"Shame" : il faut être gouverné!
« Shame » est un évènement exceptionnel dans l’histoire de notre pays. Alors que notre plate contrée est recordman d’Europe de la crise politique la plus longue et qu’il est en passe d’avoir le record mondial, le raflant à l’Irak, pour la première fois depuis le 13 juin , les belges ont crier leur ras-le-bol face au chaos politique.
Beaucoup pourrait-être dit sur cette manifestation. Au premier rang, nous pourrions rappeler qu’une manifestation citoyenne est par essence un acte politique. L’on pourrait aussi objecter que se dire « apolitique » est un geste politique. Et j’en passe.
Je ne crois pas que l’important est là. L’important c’est la volonté exprimé par un nombre incalculable de citoyen , bien au-delà de ceux qui ont foulé ce dimanche le pavé bruxellois, d’avoir un gouvernement.
Pour cela, il faut stopper la logique actuelle qui consiste à obtenir un accord institutionnel en préalable à la formation d’un gouvernement fédéral.
Une autre logique est possible, avec un certain courage politique certes. Cette logique consiste à travailler en parallèle : d’une part la formation d’un gouvernement fédéral et d’autre part négocier une réforme profonde de la maison Belgique. D’ailleurs, cette logique fut proposée par Elio Di Rupo au tout début de sa mission de préformation.
D’ailleurs, cette logique fut toujours suivie dans notre pays sauf depuis le 13 juin dernier. Il a fallu 20 ans pour aboutir à la grande réforme de 1980 , il a fallu 10 ans pour celle de 1989 qui créa la région bruxelloise.Et pendant ce temps, plusieurs gouvernements, plusieurs majoritées différentes ont géré la Belgique.
Alors, je l’entends, certains fort de leur dogmatisme et de leur certitudes chevillées au corps tel la vérité révélée me diront « c’est impossible la NVA ne veut pas » ou encore « avec quelle majorité ». M’enfin, un gouvernement fédéral n’a besoin « que » d’une majorité simple. La NVA n’est pas le centre du monde ni le grand organisateur de l’univers politico-politique belge, et la NVA ne peut pas prendre la Belgique en otage encore plus longtemps. Une majorité fédérale sans eux est possible. Le courage voudrait que l’ensemble des formations politiques, notamment néerlandophones, bâtissent une coalisation sans ce parti.

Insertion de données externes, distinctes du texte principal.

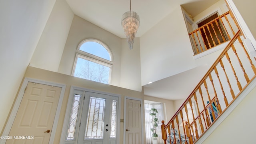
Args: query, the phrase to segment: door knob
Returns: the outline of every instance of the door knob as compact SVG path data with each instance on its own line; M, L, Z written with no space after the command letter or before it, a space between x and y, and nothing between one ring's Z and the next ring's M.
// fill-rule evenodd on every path
M45 132L44 132L49 133L49 132L50 132L50 131L50 131L50 130L47 130L47 131L45 131Z

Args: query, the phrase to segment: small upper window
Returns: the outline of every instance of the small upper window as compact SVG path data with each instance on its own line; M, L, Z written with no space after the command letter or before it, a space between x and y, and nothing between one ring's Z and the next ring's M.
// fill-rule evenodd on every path
M109 53L106 48L97 42L90 41L84 42L79 47L79 50L107 60L111 60Z
M110 50L98 40L86 40L78 48L72 75L104 84L109 84L112 65Z

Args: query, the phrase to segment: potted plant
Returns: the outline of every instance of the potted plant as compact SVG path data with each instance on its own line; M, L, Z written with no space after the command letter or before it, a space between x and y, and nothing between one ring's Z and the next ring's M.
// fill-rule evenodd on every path
M158 134L156 133L156 128L158 125L158 119L156 117L156 114L158 112L157 110L152 108L150 110L150 115L152 117L152 126L150 130L152 132L152 140L153 144L157 144L157 137L158 136Z

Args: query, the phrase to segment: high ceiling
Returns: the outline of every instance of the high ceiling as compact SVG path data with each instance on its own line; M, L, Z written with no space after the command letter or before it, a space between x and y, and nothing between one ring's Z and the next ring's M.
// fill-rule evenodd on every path
M120 38L125 38L121 20L122 14L130 10L130 0L66 0L75 14ZM138 14L140 21L136 36L141 36L180 6L194 17L219 0L132 0L132 11ZM186 98L197 84L195 83L199 82L204 74L202 72L206 72L206 68L205 66L196 68L144 86L144 94L171 100Z
M66 0L75 14L121 38L125 38L121 20L130 11L129 0ZM182 6L194 16L219 0L133 0L132 11L140 16L139 37L170 14Z

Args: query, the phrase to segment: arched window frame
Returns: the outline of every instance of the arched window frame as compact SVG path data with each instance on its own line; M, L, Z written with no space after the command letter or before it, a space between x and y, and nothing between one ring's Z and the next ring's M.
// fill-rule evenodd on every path
M101 44L104 48L106 48L106 50L107 50L107 51L108 52L108 54L109 54L110 60L106 60L104 58L80 50L80 47L83 44L85 43L90 42L97 42ZM86 39L80 42L77 48L76 54L76 55L74 62L73 65L73 70L72 71L72 76L74 76L75 70L76 66L76 63L78 58L84 59L85 60L90 61L91 62L109 67L109 77L108 84L110 84L111 80L112 68L112 66L113 66L113 55L110 49L106 44L104 44L103 42L98 40L94 39Z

Car, l’urgence est là : l’urgence budgétaire, l’urgence économique, l’urgence sociale, l’urgence pénitentiaire, l’urgence sécuritaire. Chaque jour nous sommes de plus en plus prêt du mur , le jour ou nous seront dos contre lui le chaos sera total. Et là, les mêmes « bons penseurs » atteint du syndrome de l’auto prophétie réalisatrice nous expliqueront qu’il fallait gouverner le pays parallèlement aux négociations institutionnelles.
Par ailleurs, sur le volet institutionnel, deux éléments essentiels doivent-être souligné. D’une part, il faut oser appliquer l’article 35 de la Constitution c’est-à-dire oser répondre à la question « que voulons nous, flamand et francophone, encore faire ensemble ». D’autre part, il faut que l’ensemble des partis démocratiques y soient associés.
Bref , le réalisme et le pragmatisme appelle à la formation d’une coalition gouvernementale. Rendez-vous compte après plus de 220 jours ont a toujours pas réussi à obtenir un accord institutionnel. Une fois acquis , il faudra encore négocier un accord de gouvernement, essentiellement sur le socio-économique. Et ce volet, beaucoup le prédisent encore plus difficile avec la NVA au sein d'une majorité de centre-gauche. Alors, ne perdons plus de temps.